The "altogether more terrible" truth unfolds in Arthur Kipps' past, in a small, insular, fog-swathed town called Crythin Gifford, where, as a junior solicitor, he is sent to attend to the affairs of the recently deceased Mrs Drablow. And it is here that the eponymous 'Woman in Black' appears (a young woman "so pathetically wasted, so pale and gaunt with disease, that it would not have been a kindness to gaze upon her") and disappears, usually preceded by a rustle. Soon after Kipps moves to Eel Marsh House, a suitably gothic structure, surrounded by marshland, approachable only via the narrow "Nine Lives Causeway" and isolated from the town when the tide is in and the causeway submerged. Here he is haunted by strange, ominous sounds - a horse and carriage sinking into the surrounding marshland, the screams of its occupants, one a child; a rhythmic bumping, a "familiar sort of sound" from behind a locked door. When reading these passages I could not but hear again the sounds from the theatre, and so recall the tension evoked there. The success of the theatrical adaptation depends I think on these sounds, which in combination with the simple, sparse staging, commit the audience to engaging with the story on their own terms, and with their own imaginations. Little is directly shown. Susan Hill does likewise. Enough is left unsaid, and enough unseen.
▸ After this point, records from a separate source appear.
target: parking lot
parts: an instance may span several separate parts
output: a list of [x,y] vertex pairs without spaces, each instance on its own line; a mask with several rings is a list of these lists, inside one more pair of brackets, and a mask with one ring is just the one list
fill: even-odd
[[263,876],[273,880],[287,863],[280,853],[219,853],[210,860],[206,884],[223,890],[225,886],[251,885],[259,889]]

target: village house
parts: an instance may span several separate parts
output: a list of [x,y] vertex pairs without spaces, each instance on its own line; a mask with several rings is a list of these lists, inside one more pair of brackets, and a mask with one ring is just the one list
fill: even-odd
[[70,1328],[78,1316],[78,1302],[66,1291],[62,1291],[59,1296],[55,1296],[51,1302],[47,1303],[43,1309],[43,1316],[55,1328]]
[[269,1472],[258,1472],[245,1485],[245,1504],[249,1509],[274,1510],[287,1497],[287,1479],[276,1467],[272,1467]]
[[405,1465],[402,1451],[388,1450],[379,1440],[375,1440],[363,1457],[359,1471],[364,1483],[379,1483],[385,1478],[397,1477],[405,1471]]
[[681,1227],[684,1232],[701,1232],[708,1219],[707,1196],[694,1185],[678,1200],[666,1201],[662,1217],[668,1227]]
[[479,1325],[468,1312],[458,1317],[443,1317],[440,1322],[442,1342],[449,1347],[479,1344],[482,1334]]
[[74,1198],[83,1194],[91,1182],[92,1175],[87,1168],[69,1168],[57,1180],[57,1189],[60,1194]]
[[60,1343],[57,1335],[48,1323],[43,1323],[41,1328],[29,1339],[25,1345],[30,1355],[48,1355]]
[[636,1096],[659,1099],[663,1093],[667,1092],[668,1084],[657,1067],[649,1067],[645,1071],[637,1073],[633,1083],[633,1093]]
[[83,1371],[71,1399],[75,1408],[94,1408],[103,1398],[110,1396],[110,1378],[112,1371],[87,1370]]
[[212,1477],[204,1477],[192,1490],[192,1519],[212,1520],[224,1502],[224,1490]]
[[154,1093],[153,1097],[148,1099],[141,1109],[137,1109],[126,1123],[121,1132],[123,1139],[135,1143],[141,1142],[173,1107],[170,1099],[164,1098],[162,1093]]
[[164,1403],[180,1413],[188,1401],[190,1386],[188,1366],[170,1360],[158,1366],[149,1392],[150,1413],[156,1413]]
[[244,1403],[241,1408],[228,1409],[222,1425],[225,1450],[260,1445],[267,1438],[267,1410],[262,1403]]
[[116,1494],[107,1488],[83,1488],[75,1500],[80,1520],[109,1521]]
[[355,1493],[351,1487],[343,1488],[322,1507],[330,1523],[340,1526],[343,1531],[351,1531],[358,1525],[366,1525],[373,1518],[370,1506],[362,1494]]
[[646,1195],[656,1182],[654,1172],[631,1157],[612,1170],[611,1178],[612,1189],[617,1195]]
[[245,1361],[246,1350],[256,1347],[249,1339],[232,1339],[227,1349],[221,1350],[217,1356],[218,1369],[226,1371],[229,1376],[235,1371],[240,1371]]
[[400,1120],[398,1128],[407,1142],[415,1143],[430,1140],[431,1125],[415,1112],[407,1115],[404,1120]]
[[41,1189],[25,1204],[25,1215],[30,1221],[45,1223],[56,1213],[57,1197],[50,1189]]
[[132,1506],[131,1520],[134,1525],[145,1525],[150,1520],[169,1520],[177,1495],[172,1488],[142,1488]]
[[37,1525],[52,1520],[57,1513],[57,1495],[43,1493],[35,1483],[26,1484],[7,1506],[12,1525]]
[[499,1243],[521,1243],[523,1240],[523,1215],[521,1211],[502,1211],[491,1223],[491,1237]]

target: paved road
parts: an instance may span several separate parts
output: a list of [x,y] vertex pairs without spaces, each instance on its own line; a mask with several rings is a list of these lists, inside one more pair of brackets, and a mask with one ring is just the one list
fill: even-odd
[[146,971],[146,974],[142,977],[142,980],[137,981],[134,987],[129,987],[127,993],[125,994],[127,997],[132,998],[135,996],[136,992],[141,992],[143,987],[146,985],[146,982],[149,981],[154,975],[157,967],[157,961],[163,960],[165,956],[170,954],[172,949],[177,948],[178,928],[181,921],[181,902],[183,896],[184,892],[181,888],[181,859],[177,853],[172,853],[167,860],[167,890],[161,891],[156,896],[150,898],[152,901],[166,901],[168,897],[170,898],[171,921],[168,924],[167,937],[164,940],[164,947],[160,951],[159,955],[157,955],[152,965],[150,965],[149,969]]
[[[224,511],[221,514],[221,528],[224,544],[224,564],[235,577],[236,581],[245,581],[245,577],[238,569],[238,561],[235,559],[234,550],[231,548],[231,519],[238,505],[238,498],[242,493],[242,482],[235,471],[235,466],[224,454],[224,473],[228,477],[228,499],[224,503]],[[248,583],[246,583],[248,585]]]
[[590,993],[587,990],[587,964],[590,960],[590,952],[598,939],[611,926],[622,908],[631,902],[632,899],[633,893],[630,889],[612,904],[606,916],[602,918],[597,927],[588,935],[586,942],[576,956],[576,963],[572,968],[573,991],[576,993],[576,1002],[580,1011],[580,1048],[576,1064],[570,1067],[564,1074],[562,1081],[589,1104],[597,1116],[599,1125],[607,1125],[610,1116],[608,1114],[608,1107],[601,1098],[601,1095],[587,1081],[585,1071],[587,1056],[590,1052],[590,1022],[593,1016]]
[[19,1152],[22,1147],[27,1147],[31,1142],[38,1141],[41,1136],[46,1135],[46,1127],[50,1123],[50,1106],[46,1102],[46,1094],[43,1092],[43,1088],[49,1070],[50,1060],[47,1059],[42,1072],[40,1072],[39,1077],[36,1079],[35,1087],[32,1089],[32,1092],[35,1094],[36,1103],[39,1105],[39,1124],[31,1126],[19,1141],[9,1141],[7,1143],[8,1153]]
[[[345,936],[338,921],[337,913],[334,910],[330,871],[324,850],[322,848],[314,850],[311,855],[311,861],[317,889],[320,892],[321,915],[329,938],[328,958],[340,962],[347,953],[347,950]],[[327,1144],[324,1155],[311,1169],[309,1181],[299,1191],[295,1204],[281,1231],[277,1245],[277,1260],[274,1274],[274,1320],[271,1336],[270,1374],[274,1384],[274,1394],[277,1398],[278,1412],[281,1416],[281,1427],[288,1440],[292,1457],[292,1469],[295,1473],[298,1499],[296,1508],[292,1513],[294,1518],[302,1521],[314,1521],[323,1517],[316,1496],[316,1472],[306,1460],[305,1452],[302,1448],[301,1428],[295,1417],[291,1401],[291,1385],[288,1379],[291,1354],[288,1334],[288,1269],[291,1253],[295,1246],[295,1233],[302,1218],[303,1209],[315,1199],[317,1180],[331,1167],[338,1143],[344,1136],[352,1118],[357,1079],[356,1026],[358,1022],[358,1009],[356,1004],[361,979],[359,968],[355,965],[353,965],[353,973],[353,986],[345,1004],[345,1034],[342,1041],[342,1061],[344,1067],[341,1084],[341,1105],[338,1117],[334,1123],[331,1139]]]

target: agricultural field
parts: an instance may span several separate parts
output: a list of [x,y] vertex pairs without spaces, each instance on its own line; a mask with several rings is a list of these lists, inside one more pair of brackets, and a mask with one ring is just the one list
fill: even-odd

In both the novel and the play, the space that is most vividly seen is that of the room behind the locked door. In the novel it is described with the same detail as are the marshes, or the house, but it is more vivid, more conspicuous, because it does not fit. It does not fit with those other settings, or with the impression of the woman in black who stands gazing out over the marshes from its barred window. Outside of the room, and until the room, the story is monochromatic, a sort of dull russet brown. And until this point, everything has a feeling of weight, and decay. When Kipps finally shines his torch into the room there is colour and lightness. The effect is, in context, disconcerting. On the stage the effect is similar. Whereas for most of the story the staging has been minimal, a couple of chairs and a basket serving for half a dozen different settings, the room behind the door is busy and cluttered. For the first time the audience is jolted from their own imaginations and asked to really look at something - a fixed, meticulously arranged space. The sudden shift is disconcerting, and disorientating. It is doubly so when our eyes fix upon the source of the rhythmic bumping "familiar sort of sound" that has been haunting Kipps' nights.

This then is a ghost story which in its component parts is familiar. There is the frame narrative, the reliable narrator, the claustrophobic settings, the barred window and the locked door. There is also the twist at the end, which although not especially surprising is perhaps all the more dramatic for its tragic inevitability. And yet, despite or because of its familiarity, it works. The book is well written and the play is entertaining. In both, the plot is well handled. I don't know if I would have liked the book as much if I had not seen the play first. Both together took about five hours. I would gladly have given a few more.

1 comment:

  1. There's a similar trick in the original film of Dorian Gray. The movie is in black and white for almost the whole duration until they suddenly cut to the portrait: a hideous technicolor painting. I pissed my pyjamas as a young boy watching it on TV.